Exploring pediatric disclosure of medical errors: Saying sorry when ‘bad stuff happens'

Last modified by Doug Maynard on 2018/12/10 16:27

The disclosure of medical errors in pediatrics is a complex enterprise with limited practice guidelines. We present key findings from three studies within a program of research on pediatric disclosure of medical errors. First, we share themes from a systematic review of the literature where no research was found on how children perceive medical errors and disclosure processes. 

Following the review, we conducted a series of focus groups with key stakeholders that included health care providers (CAPHC members), parents and children. This study informed the third phase where we individually interviewed twenty hospitalized children and adolescents to further examine their perspectives on medical errors and preferences for disclosure. Given the prevalence of adverse events in pediatric hospitals, we invite attendees to consider the nuances and challenges associated with disclosure in pediatrics and how these insights can inform future practice.

Koller_Donna01.jpgDr. Donna Koller, PhD

As Professor within the School of Early Childhood Studies at Ryerson University, Dr. Koller promotes children’s participation in pediatric research. Her expertise lies in identifying key aspects of psychosocial care where children’s perspectives on health care practices are explored. Her previous clinical experiences working as a child life specialist have informed her play-based research methods with children. Currently, she is engaged in a program of research on patient safety within pediatrics, as well as social inclusion for children with chronic medical conditions and disabilities.She is also an adjunct scientist at The Hospital for Sick Children within the Research Institute.
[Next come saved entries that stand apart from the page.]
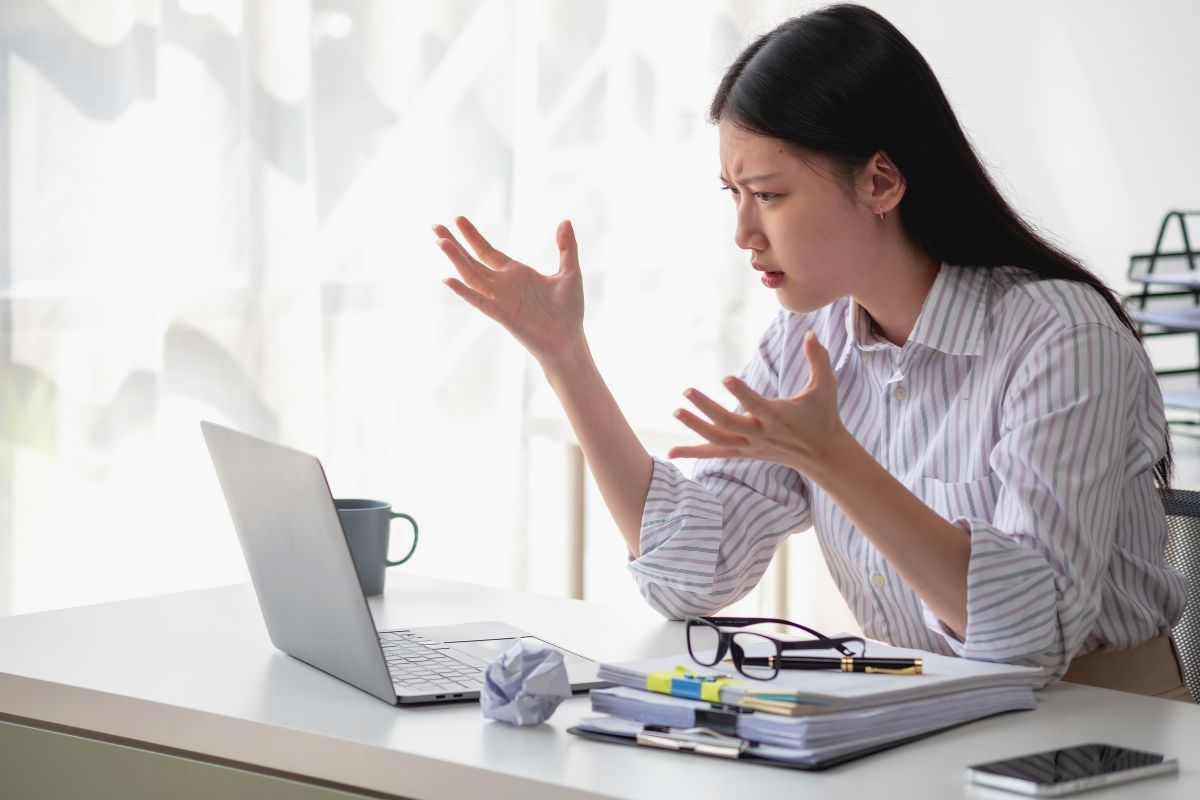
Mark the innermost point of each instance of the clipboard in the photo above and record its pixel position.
(731, 749)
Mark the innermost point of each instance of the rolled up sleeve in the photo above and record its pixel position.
(1062, 462)
(707, 540)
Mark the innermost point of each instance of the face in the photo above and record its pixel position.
(809, 236)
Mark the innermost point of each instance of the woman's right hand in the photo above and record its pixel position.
(544, 312)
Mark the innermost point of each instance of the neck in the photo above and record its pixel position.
(895, 296)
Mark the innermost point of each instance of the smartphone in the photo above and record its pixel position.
(1056, 773)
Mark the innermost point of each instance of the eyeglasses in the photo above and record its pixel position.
(708, 643)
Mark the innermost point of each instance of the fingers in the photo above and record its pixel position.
(484, 250)
(750, 400)
(568, 248)
(474, 274)
(472, 271)
(472, 296)
(708, 431)
(719, 414)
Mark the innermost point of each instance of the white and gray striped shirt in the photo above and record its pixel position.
(1019, 409)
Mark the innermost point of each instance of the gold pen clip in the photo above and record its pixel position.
(700, 740)
(905, 671)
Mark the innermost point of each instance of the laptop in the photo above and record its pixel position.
(311, 597)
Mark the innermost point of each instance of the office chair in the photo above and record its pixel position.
(1183, 553)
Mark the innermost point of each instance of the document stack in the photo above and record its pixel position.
(802, 719)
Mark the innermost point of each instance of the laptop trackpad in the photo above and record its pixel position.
(484, 651)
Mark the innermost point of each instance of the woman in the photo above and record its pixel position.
(963, 413)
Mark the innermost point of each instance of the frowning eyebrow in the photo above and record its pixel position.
(751, 179)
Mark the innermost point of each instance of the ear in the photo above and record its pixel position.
(880, 184)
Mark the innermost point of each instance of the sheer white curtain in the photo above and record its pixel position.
(220, 210)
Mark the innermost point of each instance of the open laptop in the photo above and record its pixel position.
(311, 597)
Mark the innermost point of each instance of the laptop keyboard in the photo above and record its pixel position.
(418, 665)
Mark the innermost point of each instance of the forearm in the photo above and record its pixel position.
(930, 553)
(619, 463)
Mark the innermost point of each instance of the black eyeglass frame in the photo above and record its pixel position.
(725, 643)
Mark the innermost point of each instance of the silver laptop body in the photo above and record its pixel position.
(311, 597)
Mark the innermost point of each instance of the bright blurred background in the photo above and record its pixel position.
(220, 209)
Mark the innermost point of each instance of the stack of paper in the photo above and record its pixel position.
(810, 717)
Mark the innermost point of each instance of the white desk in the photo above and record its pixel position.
(195, 672)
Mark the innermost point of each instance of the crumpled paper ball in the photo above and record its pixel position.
(525, 685)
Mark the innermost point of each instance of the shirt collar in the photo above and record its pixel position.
(951, 320)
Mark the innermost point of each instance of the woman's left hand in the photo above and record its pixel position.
(797, 431)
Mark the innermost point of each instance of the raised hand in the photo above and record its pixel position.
(797, 431)
(544, 312)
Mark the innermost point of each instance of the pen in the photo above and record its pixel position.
(845, 663)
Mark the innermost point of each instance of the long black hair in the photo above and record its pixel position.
(844, 83)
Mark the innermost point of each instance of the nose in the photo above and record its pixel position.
(748, 234)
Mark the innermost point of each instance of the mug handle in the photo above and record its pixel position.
(411, 549)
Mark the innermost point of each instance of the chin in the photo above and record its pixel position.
(803, 305)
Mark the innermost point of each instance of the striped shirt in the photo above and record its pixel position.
(1019, 409)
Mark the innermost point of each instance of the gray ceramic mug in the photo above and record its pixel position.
(367, 524)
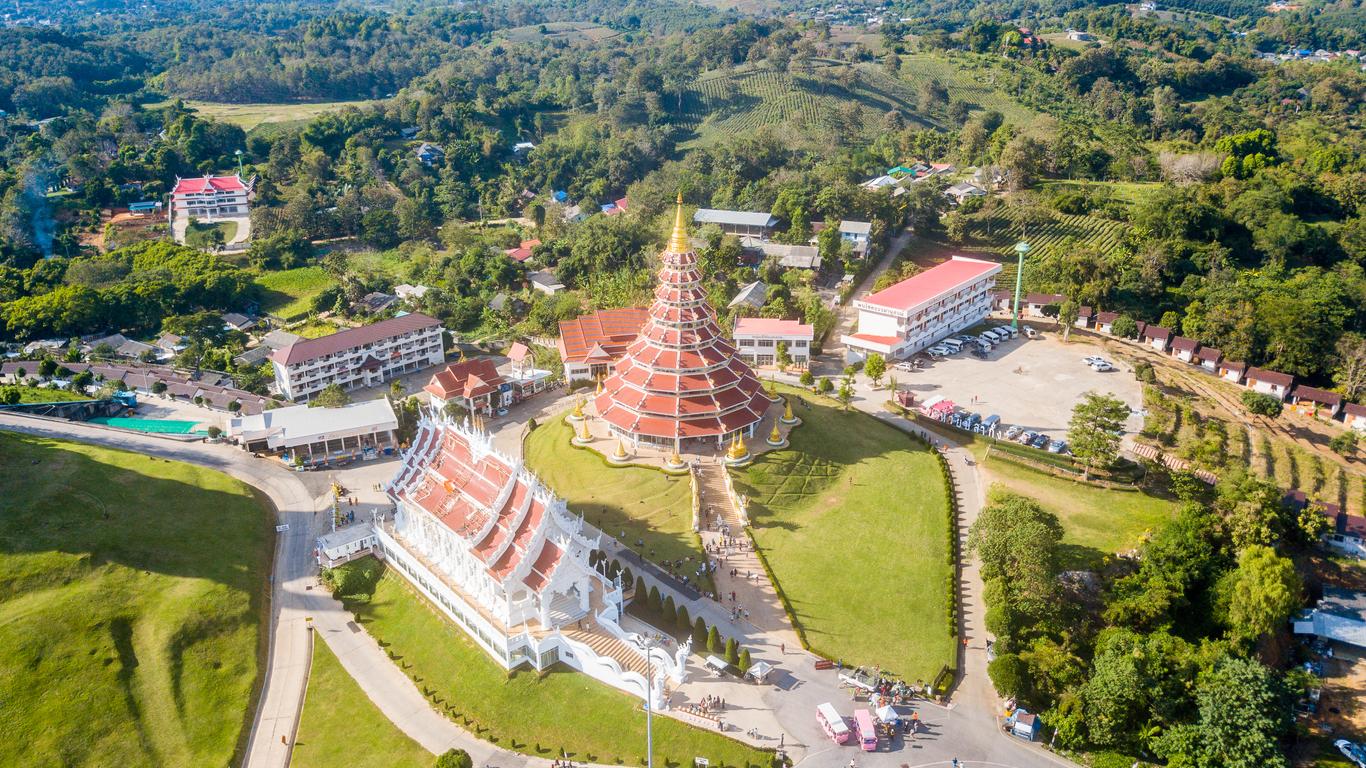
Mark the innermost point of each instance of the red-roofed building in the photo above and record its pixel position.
(680, 380)
(209, 197)
(473, 384)
(358, 357)
(522, 252)
(757, 340)
(1183, 347)
(1312, 401)
(491, 547)
(904, 319)
(1269, 381)
(590, 343)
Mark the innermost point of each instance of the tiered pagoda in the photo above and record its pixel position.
(680, 380)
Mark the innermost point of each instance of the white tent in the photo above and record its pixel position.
(760, 670)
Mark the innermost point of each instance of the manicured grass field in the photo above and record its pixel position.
(43, 394)
(521, 711)
(288, 294)
(252, 115)
(1096, 521)
(131, 597)
(340, 726)
(648, 504)
(853, 521)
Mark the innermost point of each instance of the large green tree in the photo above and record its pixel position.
(1094, 429)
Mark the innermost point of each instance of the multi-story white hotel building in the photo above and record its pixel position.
(358, 357)
(757, 340)
(904, 319)
(209, 197)
(503, 558)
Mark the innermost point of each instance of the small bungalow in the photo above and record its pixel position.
(1209, 358)
(1036, 302)
(473, 384)
(1339, 616)
(1232, 371)
(429, 153)
(522, 252)
(1156, 336)
(238, 321)
(1355, 416)
(1185, 349)
(1105, 321)
(1312, 401)
(1269, 381)
(963, 190)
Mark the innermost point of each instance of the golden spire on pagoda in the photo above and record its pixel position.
(738, 450)
(678, 241)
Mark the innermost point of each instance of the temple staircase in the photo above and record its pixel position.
(607, 645)
(716, 500)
Nursing11646 Sherry Espin.jpgDr. Sherry Espin , PhD

Sherry is an Associate Professor in the Daphne Cockwell School of Nursing and teaches in the masters and post diploma programmes at Ryerson University.  Her research is positioned within two broad and overlapping domains: patient safety and interprofessional education and collaboration.In patient safety, specifically she has sought to theorize how healthcare professionals and patients interact with one another in the context of perceived errors of care, reporting of errors and disclosure of errors in settings such as rehabilitation and chronic care, the operating room and intensive care unit. This work has led to further study exploring the use of simulation to promote team-based disclosure of errors. Sherry has also worked on a research program examining interprofessional communication on healthcare teams in settings such as the operating room and intensive care unit. This research has informed the development of patient safety initiatives like the surgical safety checklist. She continues to employ observational methods to explore the current relationship between the surgical safety checklist and surgical safety culture. Further she has explored processes and outcomes related to interprofessional education and collaboration within the context of maternity care, diabetes management, stroke care and interprofessional student placements.